The shape for these arrays should generally be [BatchSize, NumHashes, EmbeddingDimension].
import jax.numpy as jnp
from phoenix.recsys_model import RecsysEmbeddings
# Example: Prepare looked-up embeddings for a batch of 1
# D = Embedding Dimension (e.g., 64)
embeddings = RecsysEmbeddings(
user_embeddings=jnp.ones((1, 2, 64)), # [B, num_user_hashes, D]
history_post_embeddings=jnp.ones((1, 128, 2, 64)), # [B, SeqLen, num_item_hashes, D]
candidate_post_embeddings=jnp.ones((1, 32, 2, 64)),# [B, CandLen, num_item_hashes, D]
history_author_embeddings=jnp.ones((1, 128, 2, 64)),
candidate_author_embeddings=jnp.ones((1, 32, 2, 64))
)
Step 3: Implement the Reduction Logic
Phoenix provides built-in utilities to "flatten" these multiple hash embeddings into a single vector that the transformer can process. You will typically use block_user_reduce and block_history_reduce inside your model's forward pass.
Reducing User Embeddings
The block_user_reduce function concatenates the hash-embeddings and projects them back to the model's standard embedding size.
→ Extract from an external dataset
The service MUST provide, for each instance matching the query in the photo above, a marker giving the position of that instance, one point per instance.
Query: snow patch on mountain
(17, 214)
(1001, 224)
from phoenix.recsys_model import block_user_reduce
# user_hashes: [B, num_user_hashes]
# user_embeddings: [B, num_user_hashes, D]
user_repr, padding_mask = block_user_reduce(
user_hashes=batch.user_hashes,
user_embeddings=embeddings.user_embeddings,
num_user_hashes=2,
emb_size=64
)
Reducing History Sequences
For user history (the sequence of posts a user has interacted with), block_history_reduce combines post, author, action, and surface embeddings into a single sequence representation.
from phoenix.recsys_model import block_history_reduce
history_sequence, history_mask = block_history_reduce(
history_post_hashes=batch.history_post_hashes,
history_post_embeddings=embeddings.history_post_embeddings,
history_author_embeddings=embeddings.history_author_embeddings,
history_product_surface_embeddings=surface_embs,
history_actions_embeddings=action_embs,
num_item_hashes=2,
num_author_hashes=2
)
Step 4: Integrating with Candidate Towers
For retrieval tasks (Phoenix Retrieval), candidate posts and authors must be projected into a shared normalized space using the CandidateTower. This allows for efficient dot-product similarity searches.
from phoenix.recsys_retrieval_model import CandidateTower
# Initialize the tower
candidate_tower = CandidateTower(emb_size=64)
# Project concatenated post and author embeddings
# Shape: [Batch, NumCandidates, (NumPostHashes + NumAuthorHashes) * D]
candidate_repr = candidate_tower(concatenated_embeddings)
Best Practices
- Initialization Scale: When using
block_user_reduce, you can adjust theembed_init_scale. Higher scales can help speed up initial convergence but may lead to instability if too high. - Normalization: The
CandidateTowerautomatically applies L2 normalization to the output. If you are implementing a custom retrieval tower, ensure you normalize your embeddings to maintain compatibility with the ANN (Approximate Nearest Neighbor) indices used in the "For You" pipeline. - Action Embeddings: Always include the user's "action" (like, reply, etc.) when building history embeddings. The Grok transformer relies heavily on the relationship between the post content and the user's specific engagement type.